Amnesty International on Sunday detailed highly-targeted attacks towards specific human rights lawyers, journalists, and/or activists using Apple’s iMessage to deliver the targeted zero-click attacks. Apple provided a statement to The Washington Post.The attack is sold by Israeli firm NSO Group as “Pegasus.”
Amnesty believes Pegasus spyware is currently being delivered using a zero-click iMessage exploit that works against iPhone and iPad devices running iOS 14.6. The exploit also appeared to successfully work against iPhones running iOS 14.3 and iOS 14.4.
Ivan Krstić, head of Apple Security Engineering and Architecture, has commented on the matter.

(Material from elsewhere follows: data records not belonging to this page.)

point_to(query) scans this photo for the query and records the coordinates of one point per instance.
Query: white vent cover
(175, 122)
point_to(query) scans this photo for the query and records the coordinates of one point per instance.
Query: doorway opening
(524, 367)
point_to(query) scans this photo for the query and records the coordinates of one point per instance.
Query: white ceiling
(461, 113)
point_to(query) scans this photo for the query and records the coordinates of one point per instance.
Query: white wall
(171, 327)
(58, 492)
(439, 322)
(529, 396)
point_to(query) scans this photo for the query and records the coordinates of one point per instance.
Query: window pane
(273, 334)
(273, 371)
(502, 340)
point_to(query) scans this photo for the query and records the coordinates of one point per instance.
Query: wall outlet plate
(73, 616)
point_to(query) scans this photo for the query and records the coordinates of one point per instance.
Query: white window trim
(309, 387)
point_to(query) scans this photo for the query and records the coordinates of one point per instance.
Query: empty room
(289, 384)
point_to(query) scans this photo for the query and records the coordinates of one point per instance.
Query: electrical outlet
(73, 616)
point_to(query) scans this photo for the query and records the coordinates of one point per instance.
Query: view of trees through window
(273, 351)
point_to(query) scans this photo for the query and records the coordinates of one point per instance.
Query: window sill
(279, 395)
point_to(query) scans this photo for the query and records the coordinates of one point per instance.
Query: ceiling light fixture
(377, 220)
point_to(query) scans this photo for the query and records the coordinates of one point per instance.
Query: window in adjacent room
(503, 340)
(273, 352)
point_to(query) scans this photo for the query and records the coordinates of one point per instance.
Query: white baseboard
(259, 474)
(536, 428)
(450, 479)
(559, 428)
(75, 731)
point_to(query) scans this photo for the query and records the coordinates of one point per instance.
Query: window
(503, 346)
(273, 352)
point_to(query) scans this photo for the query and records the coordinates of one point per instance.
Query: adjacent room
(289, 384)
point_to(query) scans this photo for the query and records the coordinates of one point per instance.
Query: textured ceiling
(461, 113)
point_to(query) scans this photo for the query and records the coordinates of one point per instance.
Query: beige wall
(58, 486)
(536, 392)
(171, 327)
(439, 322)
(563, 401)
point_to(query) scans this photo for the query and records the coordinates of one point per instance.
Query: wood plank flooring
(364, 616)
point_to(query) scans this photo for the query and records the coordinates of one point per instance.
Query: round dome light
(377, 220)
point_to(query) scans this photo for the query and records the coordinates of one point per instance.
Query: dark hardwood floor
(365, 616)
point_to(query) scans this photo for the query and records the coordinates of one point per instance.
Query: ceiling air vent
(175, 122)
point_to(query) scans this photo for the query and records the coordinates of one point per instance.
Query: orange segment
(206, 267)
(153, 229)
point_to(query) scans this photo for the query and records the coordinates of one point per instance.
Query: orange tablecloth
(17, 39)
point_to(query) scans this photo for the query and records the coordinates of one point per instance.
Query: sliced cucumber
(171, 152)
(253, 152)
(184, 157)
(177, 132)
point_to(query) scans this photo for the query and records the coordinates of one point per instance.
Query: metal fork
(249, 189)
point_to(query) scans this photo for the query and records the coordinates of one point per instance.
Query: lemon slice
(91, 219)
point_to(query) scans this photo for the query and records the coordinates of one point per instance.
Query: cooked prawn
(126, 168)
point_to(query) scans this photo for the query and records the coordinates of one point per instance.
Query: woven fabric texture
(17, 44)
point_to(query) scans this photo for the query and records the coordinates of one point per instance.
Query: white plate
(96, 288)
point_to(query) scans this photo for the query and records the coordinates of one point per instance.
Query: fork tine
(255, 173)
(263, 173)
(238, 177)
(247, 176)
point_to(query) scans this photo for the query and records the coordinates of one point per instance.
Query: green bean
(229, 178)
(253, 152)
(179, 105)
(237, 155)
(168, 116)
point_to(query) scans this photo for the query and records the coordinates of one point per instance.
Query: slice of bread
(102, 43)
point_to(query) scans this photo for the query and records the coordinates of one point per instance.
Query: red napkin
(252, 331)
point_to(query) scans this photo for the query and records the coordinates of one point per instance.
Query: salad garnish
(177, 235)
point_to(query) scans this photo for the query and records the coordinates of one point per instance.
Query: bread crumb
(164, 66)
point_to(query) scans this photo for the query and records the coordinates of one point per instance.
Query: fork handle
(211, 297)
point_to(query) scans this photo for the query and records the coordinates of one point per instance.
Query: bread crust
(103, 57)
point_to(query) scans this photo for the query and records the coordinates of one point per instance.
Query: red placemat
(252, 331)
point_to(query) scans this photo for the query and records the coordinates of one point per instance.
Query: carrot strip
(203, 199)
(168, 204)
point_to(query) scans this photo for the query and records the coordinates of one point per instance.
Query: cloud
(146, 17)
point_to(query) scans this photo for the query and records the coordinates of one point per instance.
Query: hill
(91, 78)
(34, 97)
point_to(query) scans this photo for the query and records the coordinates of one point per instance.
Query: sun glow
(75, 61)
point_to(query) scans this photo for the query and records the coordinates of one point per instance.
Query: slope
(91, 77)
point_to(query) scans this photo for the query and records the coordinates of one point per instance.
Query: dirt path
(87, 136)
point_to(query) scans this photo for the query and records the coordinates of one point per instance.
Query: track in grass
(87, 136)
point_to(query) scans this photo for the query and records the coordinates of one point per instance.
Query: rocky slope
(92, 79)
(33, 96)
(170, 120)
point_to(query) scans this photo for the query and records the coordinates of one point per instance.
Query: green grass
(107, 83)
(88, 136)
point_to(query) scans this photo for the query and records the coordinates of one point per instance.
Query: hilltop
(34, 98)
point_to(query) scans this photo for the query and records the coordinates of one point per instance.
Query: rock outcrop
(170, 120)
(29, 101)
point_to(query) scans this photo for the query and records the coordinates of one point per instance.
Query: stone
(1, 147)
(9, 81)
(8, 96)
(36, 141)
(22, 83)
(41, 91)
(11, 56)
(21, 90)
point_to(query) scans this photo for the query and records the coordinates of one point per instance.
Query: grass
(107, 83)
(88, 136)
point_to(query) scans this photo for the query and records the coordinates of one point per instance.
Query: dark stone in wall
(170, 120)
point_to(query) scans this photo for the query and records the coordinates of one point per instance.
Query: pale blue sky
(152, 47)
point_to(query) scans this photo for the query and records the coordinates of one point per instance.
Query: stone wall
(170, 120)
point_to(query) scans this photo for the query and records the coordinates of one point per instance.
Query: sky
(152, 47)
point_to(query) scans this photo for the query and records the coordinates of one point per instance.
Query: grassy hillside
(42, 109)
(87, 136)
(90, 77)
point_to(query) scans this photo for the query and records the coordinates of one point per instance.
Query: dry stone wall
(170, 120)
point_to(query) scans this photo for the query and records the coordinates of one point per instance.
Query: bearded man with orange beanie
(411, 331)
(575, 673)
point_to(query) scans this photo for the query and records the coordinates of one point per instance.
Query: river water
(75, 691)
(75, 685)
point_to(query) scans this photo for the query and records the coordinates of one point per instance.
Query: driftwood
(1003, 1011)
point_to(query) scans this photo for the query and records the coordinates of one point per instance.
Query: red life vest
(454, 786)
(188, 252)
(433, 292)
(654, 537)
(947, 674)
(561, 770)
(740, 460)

Apple unequivocally condemns cyberattacks against journalists, human rights activists, and others seeking to make the world a better place. For over a decade, Apple has led the industry in security innovation and, as a result, security researchers agree iPhone is the safest, most secure consumer mobile device on the market. Attacks like the ones described are highly sophisticated, cost millions of dollars to develop, often have a short shelf life, and are used to target specific individuals. While that means they are not a threat to the overwhelming majority of our users, we continue to work tirelessly to defend all our customers, and we are constantly adding new protections for their devices and data.
MacDailyNews Take: Further bolstering of iMessage security coming soon, we imagine – if they haven’t already begin to arrive with Monday’s release of iOS 14.7 and iPadOS 14.7.